几个月前,孙殿英还是北洋军阀直鲁联军的十四军军长,上个月摇身一变成了国民革命军的十二军军长,全靠麾下这一万多号人马。
“可常凯申早晚要对我动手。”孙殿英走到隆恩殿门口,指着宏伟的陵园建筑,“既然如此,不如干他一票!说不定挖出个金山银山来,也能解俺的燃眉之急!”
“孙大帅,阿海此番前来东陵,就是想助您一臂之力!”
“我正愁如何下手呢?”
“关于挖墓,我倒是有些经验。”阿海望向宫墙的屋檐说,“盗墓不可枉用蛮力,虽说炸药势不可挡,但若运用不当,亦可能将所有宝贝炸成齑粉。必须按照门道来盗墓,这样才能确保自身与宝物安全。我们要做的第一件事,便是确定盗掘那一座陵墓?东陵坐拥五座皇帝陵墓,无数后妃王公与公主墓,务必一个个来解决。”
“自然是慈禧太后的陵墓!”
阿海脸上的刀疤金光闪闪:“当年,慈安太后与慈禧太后的陵墓同时动工兴建,两者紧紧相邻,形制几乎完全相同,就像一对双胞胎姐妹,显示东西两宫垂帘听政之地位平等。但在慈安太后下葬之后,慈禧便不甘于跟‘姐姐’享受同等的死后待遇,便在光绪二十一年,下令把自己修建了二十二年的陵墓——包括方城、明楼、宝城、隆恩殿、东西配殿、东西燎炉等等全部拆除重建。故而表面看起来一样,实际上却大不相同。”

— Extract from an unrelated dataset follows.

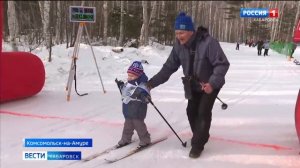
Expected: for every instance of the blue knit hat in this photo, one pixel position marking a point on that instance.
(136, 68)
(184, 22)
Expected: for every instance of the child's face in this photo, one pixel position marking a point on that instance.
(131, 76)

“我就知道有不少门道,不是行家办不了这个活儿。”孙殿英出自中原草莽,干过土匪,少不了跟盗墓贼打交道,“我孙麻子在此发誓,只要阿海兄弟能帮我打开慈禧太后的陵墓,挖出所有宝物,你可分得二成!”
“行家在此!”阿海轻舒猿臂,搂着小木与老太监的肩膀,“没有这两位,任谁都打不开慈禧太后的陵墓呢。”
第十三章 从北平到东陵(三)
阿海为孙殿英介绍了小木与老太监何常在,称赞小木是盗墓界的奇才,世上没有他打不开的墓。小木谦虚两句,说武则天的乾陵与秦始皇陵是这辈子都不敢想的。阿海贴着他的脸颊说:“在孙大帅跟前,你就放心大胆地干吧,挖了慈禧太后的陵墓,你便是古今中外最伟大的盗墓英雄,日后盗墓界的徒子徒孙都以你为祖师爷了。”

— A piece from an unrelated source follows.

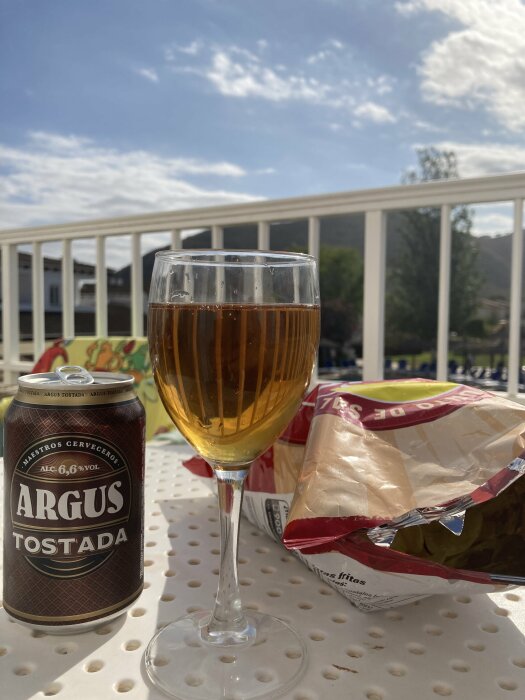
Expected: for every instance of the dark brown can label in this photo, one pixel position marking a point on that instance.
(74, 512)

孙殿英当场赏给小木两百个大洋,又说晚上要赏两个大姑娘给他,小木红着脸谢绝了。
阿海又拽着老太监何常在说:“这位何公公,亲历过慈禧下葬全程,只有他知道墓道口在哪儿,也只有他知道地宫里头藏了多少宝贝。”
孙殿英照例给老太监赏赐了两百大洋,才想起这老家伙下面没有了,便省却了赏赐大姑娘这道流程。
何常在早已瘫软在地,磕头如同捣蒜。他并非给眼前的活人磕头,而是给这座陵墓以及隔壁的死人磕头。
孙殿英拉着阿海的手走出隆恩殿:“阿海兄弟,你看你脸上有道刀疤,而我满脸都是麻子,咱俩可真是天生一对,命中注定要携手干大事的啊。”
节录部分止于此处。